Download Free To Be A Logger Book in PDF and EPUB Free Download. You can read online To Be A Logger and write the review.

A young boy growing up in the Oregon wilderness dreams of becoming a logger Little Joe has been sawing trees since he was 5 years old. A child of the Oregon hills, he spends his days scampering through the forest around his family’s cabin. Ever since he was old enough to hold an ax, he’s wanted to be a logger like his daddy. He wants to wear boots with nails on them, saw down the mightiest trees in the forest, and holler “Timber!” as they come crashing to the ground. Little Joe has logging in his blood. Finally, Little Joe is old enough for his 1st visit to a logging camp. He sees the great machines taking down trees and loading them onto trucks, and he wants to be a logger more than ever. But as he grows up, he will find there are better ways to show his love for the forest than cutting it down.
Join Lucy as she meets Mr. Logger and friends and learns all about logging! Learn how the forests are kept healthy and replenished. Find out what kinds of items come from trees-the answers may surprise you!
Jed LaSal starts work in the British Columbia woods as a Snooser! Logging is not an easy way to make a living, nor is it for the faint of heart. West Coast loggers are known to be a rough and hardy breed of men that work hard, and play even harder. The ever-present dangers of working in the woods is a burden snooser's live with, not knowing from day to day whether they will catch the crummy home at quitting time. Many didn't! Set within the Cowichan Valley in the 1970's, LaSal will learn the ways of the woods from the old timers and be influenced by Aboriginal culture. Adventure, romance, Indian mystical legends, and the scourge of blatant discrimination, are constant companions of this young side hill gouger.

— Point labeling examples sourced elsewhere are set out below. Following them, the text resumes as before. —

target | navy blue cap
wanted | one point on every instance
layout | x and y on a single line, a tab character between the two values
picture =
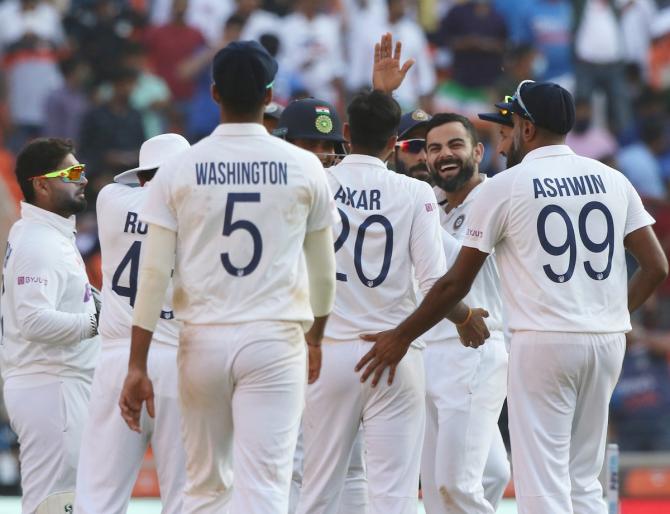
546	104
412	120
309	118
243	64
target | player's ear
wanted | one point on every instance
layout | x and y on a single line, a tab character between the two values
479	152
528	130
215	95
268	96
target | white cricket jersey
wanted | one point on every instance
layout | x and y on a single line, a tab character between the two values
485	290
241	202
122	235
389	232
557	222
46	307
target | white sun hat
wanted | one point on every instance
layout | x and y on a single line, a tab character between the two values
153	153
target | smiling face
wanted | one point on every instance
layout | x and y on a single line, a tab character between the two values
63	198
452	156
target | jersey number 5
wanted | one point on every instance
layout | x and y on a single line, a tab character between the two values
132	259
570	243
358	247
230	226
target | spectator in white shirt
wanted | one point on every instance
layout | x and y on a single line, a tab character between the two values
311	48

There was no bright light. No tunnel and no out of body experience. No lifefl ashing before his eyes and no decision to live or die. Truth is, Branden never sawit coming. The tree plummeted him, driving him into the ground like a nail. It benthis body in half in very unnatural ways. Instantly, he knew he was paralyzed. Neveronce did he think this was the end. In fact, he told God he was not going to die inthe woods in the cold snow. There was peace. A peace like no other because ofhis faith in that same God that spared his life and not his legs.
Aging logger Daniel Hobgood looks back on a life lived in pursuit of a dream. Born the son of a struggling pulpwooder, he fought against the odds to rise above the path that folks thought he ought to follow. Always looking for a better way, young Daniel's thinking was always outside the box. He would try any idea that would help him in pursuit of his dream. Life in post-World War II Alabama was a time of hard work, poverty, sorrow, humor, and joy. The church is a big part of the culture, providing the backdrop against which lives were lived. Daniel's life is no exception. Work, church, coon hunting, and family are all he knows. The more he learns, the more he realizes he has yet to learn. Did Daniel achieve his dream? Was the dream worth the struggle? If you have ever had a dream, join Daniel as he remembers his six decades of living A Logger's Dream.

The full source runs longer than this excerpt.